Paid Editing / Mapping Team - A group of paid-editors that are coordinated in their mapping activities, working for the same organization.
Corporate Editing / Mapping - When a paid-editing team is directly employed by a corporation, such as the teams of dozens to hundreds of mappers that are employed by Apple, Amazon, Grab, Microsoft, Facebook, or others.
Humanitarian Editing / Mapping - When the map is edited in a way that provides data to humanitarian crisis relief efforts or in support of humanitarian aid (including resilience, disaster-relief, etc.). Often considered a form of organized editing because the majority of humanitarian editing in OSM is coordinated by the Humanitarian OSM Team (HOT).
Professional Editing / Mapping - When a mapper has professionalized editing training. By definition, paid-mappers are professional mappers because they are mapping as part of their profession and being paid to do so. Other examples of professional editing might include mapping from a GIS professional who works with and contributes to OSM, though they are not paid nor directly organized to do so, making it not a form of organized editing.
Occupational Editing / Mapping - When someone “maps like it’s their job,” but they are not necessarily paid directly to edit the map. Someone who consistently maps on weekdays during working hours could be considered an occupational editor. This includes students who may be mapping consistently as part of a course assignment. We might assume that they are involved in using or editing OSM in a professional capacity, making them also professional mappers.
Hobbyist / Hobby Editing / Mapping - A catch-all term to describe mapping activity that does not fit into the above categories. A somewhat idealistic term for editing that happens in one’s spare time purely in a volunteer capacity.
This analysis was conducted with support from and in collaboration with Facebook. All of the data for analysis came from Amazon’s Public Dataset of OSM, calls to the OSM User API, and country outlines from Natural Earth Data.
Comment from GeoJess on 31 March 2021 at 15:46
Thanks for this, Jennings! Amazon’s contributions in the US weren’t a surprise to me since they have been mapping many driveways, from what I’ve read.
Comment from GeoJess on 31 March 2021 at 15:48
It’d be interesting to see which features or tags are commonly digitized by each of the corporate mapping entities.
Comment from mvexel on 31 March 2021 at 20:18
Jennings, a fantastic analysis and amazing to see the numbers change over the years.

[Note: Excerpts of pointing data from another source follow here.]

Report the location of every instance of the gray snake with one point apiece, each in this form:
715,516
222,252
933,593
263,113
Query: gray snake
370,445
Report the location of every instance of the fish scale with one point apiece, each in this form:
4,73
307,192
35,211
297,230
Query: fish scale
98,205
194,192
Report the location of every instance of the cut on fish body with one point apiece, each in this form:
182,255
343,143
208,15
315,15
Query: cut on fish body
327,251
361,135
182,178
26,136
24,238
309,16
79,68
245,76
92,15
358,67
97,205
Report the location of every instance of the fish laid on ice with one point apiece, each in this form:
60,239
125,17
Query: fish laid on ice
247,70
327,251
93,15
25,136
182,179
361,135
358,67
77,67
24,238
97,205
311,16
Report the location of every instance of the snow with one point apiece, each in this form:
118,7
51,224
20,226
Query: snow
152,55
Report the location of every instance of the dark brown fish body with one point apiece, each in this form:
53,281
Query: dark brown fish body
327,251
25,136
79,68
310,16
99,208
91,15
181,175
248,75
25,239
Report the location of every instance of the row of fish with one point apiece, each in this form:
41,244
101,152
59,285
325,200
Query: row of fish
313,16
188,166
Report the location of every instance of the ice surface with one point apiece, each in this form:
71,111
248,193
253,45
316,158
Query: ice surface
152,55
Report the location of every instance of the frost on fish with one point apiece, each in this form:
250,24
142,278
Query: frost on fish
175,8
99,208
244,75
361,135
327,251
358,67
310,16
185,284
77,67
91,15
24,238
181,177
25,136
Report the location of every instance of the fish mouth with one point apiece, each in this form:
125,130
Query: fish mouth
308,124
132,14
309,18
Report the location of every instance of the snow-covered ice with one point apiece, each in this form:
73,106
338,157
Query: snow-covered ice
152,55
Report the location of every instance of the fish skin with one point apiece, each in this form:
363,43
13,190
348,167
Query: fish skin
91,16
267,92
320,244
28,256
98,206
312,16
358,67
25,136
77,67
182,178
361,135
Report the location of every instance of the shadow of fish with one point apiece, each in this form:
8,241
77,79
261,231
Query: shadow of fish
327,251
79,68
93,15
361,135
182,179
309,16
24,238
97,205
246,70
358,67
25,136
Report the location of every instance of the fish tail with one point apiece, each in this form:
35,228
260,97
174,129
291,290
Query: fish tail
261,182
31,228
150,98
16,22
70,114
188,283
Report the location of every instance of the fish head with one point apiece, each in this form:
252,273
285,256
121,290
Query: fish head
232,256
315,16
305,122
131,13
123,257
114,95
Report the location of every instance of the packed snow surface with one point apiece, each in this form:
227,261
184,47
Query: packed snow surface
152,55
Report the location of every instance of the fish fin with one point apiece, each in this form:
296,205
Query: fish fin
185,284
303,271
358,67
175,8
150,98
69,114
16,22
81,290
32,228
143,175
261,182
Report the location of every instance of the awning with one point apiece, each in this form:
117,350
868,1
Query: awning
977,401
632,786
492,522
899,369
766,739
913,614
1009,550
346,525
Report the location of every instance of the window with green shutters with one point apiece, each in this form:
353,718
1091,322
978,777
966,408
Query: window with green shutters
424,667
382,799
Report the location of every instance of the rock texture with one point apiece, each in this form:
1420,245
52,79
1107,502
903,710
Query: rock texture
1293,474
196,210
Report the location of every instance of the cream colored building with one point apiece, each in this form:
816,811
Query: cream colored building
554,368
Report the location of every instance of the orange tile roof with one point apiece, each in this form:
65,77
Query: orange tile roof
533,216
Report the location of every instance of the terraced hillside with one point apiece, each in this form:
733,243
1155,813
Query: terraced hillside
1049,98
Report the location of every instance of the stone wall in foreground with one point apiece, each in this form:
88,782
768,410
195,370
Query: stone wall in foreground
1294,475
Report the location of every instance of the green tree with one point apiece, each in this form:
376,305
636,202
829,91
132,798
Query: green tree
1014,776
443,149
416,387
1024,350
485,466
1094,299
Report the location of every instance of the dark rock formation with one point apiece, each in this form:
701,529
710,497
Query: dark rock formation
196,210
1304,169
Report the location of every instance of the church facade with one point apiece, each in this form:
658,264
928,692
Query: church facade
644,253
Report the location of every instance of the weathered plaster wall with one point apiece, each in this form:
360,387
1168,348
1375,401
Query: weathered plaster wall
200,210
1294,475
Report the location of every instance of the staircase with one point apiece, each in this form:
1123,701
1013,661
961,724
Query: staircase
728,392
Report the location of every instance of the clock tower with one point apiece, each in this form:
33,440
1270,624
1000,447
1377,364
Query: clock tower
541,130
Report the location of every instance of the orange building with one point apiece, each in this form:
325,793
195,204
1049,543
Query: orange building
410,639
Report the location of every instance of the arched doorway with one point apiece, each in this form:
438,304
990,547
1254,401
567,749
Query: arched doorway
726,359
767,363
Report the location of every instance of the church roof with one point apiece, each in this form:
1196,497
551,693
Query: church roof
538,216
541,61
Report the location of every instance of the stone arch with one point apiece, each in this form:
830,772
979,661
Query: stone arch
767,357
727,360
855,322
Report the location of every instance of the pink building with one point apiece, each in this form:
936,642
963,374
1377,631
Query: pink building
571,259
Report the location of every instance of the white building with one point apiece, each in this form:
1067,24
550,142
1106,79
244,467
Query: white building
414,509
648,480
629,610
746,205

Thank you. Are you monitoring all those user pages manually for statements on affiliation? I am very curious to learn more about the ‘unreported’ organized editing!
Comment from ADUOSM on 13 April 2021 at 06:01
Thank you Jennings for this update on this fast moving topic.
I also would be interested on which are the main features digitized by the corporate mapping entities.
Congratulations well illustrated and easy to read article. Please keep us posted !
Comment from pangoSE on 19 April 2021 at 12:21
Big thanks. Very clear
Comment from baditaflorin on 17 May 2021 at 13:34
Thanks for the analysis Jennings, I think it would be useful to also see how many kilometers of road have paid mappers added, how many buildings were added, etc
It would provide another dimension to compare.
When I was working at Telenav and we were improving parts of the world, we did this and found that in that year we provided 17.7% of all road geometry edits, around 94% of road restrictions, etc.
We could work together to create for next year also some stats regarding length and/or count for different mapped features.
My son was just born and I am currently rearranging the house a little, but in one month I will be done and will setup my Postgres DB server so I can load the OSM Planet file (if I will be able to, could not managed to do this in the past), or create a pipeline to load and import parts of the world, and run analysis on each country or continent)
Or even try to see if I can only parse the OSM changesets and extract the data from there.